Last update 15.10.2025

This page contains information on how to report suspected adverse effects relating to the use of medicines. There are 2 procedures: one for healthcare professionals and one for patients.

Summary:

In the event of adverse effects suspected to be related to the use of medicines, depending on your status (healthcare professional or patient), you must or may report this case to the Division of Pharmacy and Medicines (Division de la pharmacie et des médicaments - DPM) of the Health Directorate or to the Regional Pharmacovigilance Centre (Centre régional de pharmacovigilance - CRPV) in Nancy (France).

Professionnels de santé : Notification d’effet(s) indésirable(s) suspecté(s) d’être lié(s) à un/des médicament(s) à usage humain

Patients : Notification d’effet(s) indésirable(s) suspecté(s) d’être lié(s) à un/des médicament(s) à usage humain

Go to online services and forms

Pharmacovigilance covers all activities aimed at monitoring, assessing, understanding and preventing adverse effects (AEs) resulting from the use of medicines in humans.

This continuous monitoring is carried out in collaboration with healthcare professionals and patients.

The reason for reporting suspected adverse effects relating to the use of medicines or vaccines is to gather useful information about the potential risks of medicines to patient health and public health in general. It ensures:

the safe use and proper administration of medicines;
a continuous positive risk-benefit ratio for patients.

This information concerns in particular the adverse effects occurring in humans in the event of:

use of a medicine in accordance with authorised indications;
use that does not comply with the authorised indications.

It also concerns specific situations with or without associated adverse effects such as medication errors, abuse, misuse, overdose, unauthorised use, accidental exposure or exposure during pregnancy or breastfeeding.

This information is subject to a scientific assessment in order to prevent and/or reduce the risks associated with the consumption of medicines.

Physicians, dentists, pharmacists and midwives are required to report any adverse effects resulting from the use of medicines.

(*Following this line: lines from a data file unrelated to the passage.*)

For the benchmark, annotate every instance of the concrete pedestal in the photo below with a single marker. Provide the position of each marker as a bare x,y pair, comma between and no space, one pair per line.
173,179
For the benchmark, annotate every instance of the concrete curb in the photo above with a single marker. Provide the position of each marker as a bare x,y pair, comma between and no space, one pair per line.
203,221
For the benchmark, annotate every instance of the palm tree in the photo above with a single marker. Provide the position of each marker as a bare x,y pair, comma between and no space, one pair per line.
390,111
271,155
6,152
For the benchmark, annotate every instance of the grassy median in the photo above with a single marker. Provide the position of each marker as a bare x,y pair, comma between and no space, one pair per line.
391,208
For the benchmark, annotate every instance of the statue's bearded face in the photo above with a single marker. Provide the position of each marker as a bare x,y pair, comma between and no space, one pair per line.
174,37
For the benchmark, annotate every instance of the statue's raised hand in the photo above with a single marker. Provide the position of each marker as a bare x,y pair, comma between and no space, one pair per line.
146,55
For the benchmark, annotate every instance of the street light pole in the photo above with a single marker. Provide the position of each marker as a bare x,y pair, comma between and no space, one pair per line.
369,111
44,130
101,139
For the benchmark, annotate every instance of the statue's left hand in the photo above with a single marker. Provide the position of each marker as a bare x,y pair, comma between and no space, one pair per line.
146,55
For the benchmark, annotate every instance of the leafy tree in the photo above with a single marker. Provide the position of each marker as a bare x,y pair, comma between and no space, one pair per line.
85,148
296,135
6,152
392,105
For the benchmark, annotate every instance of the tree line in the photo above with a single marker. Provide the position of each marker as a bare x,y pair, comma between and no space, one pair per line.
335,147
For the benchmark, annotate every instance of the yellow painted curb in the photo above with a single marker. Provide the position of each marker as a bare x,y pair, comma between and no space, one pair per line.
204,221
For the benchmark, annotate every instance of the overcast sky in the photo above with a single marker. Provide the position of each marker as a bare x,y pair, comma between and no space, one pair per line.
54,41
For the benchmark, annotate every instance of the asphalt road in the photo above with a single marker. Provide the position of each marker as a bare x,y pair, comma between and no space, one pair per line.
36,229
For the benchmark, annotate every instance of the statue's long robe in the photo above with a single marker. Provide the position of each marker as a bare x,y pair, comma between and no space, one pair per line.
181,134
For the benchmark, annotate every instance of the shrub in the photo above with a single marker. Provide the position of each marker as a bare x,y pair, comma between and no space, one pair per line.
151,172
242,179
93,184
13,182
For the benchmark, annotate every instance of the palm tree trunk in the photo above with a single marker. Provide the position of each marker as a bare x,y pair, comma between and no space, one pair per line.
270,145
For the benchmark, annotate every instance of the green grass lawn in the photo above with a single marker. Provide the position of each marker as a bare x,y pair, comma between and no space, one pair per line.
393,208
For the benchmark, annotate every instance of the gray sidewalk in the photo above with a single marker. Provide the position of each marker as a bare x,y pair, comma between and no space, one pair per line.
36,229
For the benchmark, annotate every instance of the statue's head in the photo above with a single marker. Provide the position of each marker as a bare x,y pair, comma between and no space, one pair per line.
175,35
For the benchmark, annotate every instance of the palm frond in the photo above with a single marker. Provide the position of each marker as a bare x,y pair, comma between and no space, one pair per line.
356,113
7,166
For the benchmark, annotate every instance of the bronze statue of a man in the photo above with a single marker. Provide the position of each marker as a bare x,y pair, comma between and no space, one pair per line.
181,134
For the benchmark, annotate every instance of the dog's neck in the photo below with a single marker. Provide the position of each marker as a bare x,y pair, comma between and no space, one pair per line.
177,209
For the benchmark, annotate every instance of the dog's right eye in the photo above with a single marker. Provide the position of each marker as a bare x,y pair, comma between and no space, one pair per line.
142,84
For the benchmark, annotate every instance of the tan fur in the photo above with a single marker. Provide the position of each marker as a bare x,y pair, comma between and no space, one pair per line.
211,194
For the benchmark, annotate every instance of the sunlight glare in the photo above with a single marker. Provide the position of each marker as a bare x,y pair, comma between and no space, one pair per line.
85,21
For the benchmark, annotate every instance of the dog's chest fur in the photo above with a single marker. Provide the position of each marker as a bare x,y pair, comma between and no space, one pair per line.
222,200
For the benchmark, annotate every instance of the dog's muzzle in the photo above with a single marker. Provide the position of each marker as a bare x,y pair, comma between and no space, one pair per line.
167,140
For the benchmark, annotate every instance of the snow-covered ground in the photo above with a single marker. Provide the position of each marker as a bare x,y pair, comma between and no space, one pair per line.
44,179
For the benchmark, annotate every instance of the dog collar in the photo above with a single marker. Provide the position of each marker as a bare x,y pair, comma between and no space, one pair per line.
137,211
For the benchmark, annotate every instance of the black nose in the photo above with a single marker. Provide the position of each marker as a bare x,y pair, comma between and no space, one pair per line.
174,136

Other healthcare professionals and patients can make a declaration without being obliged to do so.

The Division of Pharmacy and Medicines (DPM) of the Health Directorate:

is the competent authority in Luxembourg for pharmacovigilance; and
works in cooperation with the Regional Pharmacovigilance Centre (CRPV) in Nancy (France).

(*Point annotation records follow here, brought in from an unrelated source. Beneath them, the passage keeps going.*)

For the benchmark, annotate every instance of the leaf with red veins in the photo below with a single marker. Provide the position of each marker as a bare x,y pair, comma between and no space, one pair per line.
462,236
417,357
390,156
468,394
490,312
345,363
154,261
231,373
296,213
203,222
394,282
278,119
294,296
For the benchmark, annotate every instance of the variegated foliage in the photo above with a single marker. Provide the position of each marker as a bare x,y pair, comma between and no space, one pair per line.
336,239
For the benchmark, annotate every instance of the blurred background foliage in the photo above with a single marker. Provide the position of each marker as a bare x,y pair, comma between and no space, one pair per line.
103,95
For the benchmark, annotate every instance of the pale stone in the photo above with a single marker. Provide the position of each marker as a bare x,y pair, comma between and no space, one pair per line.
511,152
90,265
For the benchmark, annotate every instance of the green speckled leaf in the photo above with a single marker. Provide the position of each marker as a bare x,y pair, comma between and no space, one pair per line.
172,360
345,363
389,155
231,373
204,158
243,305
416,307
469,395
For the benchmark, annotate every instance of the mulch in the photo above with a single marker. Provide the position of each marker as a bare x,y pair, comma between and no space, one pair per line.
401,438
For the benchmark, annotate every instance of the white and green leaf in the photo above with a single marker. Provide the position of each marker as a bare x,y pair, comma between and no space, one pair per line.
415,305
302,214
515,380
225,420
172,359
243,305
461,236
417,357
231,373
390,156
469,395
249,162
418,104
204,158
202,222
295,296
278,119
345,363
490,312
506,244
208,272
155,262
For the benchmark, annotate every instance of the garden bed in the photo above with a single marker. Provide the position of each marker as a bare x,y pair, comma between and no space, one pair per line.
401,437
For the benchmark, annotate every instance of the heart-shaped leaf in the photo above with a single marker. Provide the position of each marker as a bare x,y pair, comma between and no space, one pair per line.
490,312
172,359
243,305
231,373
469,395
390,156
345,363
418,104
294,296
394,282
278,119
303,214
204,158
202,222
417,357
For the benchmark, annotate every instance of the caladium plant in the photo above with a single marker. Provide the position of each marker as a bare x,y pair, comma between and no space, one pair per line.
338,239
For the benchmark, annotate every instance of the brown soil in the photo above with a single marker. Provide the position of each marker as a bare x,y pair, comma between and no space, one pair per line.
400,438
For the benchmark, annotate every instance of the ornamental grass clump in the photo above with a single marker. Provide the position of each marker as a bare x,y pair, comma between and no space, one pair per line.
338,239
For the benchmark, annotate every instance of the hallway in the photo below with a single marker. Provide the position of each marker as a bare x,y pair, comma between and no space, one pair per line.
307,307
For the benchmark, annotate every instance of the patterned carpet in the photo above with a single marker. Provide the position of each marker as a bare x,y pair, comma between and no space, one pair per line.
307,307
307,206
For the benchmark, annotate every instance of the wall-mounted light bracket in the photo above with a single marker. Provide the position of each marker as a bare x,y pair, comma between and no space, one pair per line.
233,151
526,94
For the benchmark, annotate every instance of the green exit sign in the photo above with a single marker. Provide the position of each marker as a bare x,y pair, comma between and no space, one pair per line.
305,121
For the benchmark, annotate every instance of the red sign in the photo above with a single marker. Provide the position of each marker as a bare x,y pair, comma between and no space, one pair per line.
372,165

The declaration is free of charge.

Submitting the declaration

You can report any suspected adverse effects of medicines online via MyGuichet.lu.

This procedure can be carried out:

with authentication using:
- a LuxTrust product; or
- an electronic identity (eID) card; or
- an eIDAS means of identification from another Member State of the European Union (EU) or the European Economic Area (EEA); or
without authentication.

If MyGuichet.lu is unavailable, you can:

use the adverse effect notification form available for download below and send it:
- preferably by email to crpv@chru-nancy.fr or pharmacovigilance@ms.etat.lu; or
- by post;
contact the CRPV in Nancy directly by phone: (+33) 3 83 65 60 85.

Data protection

The data protection information notice, which explains how personal data is processed in the context of pharmacovigilance reports, can be consulted here in English (Pdf, 49 Kb).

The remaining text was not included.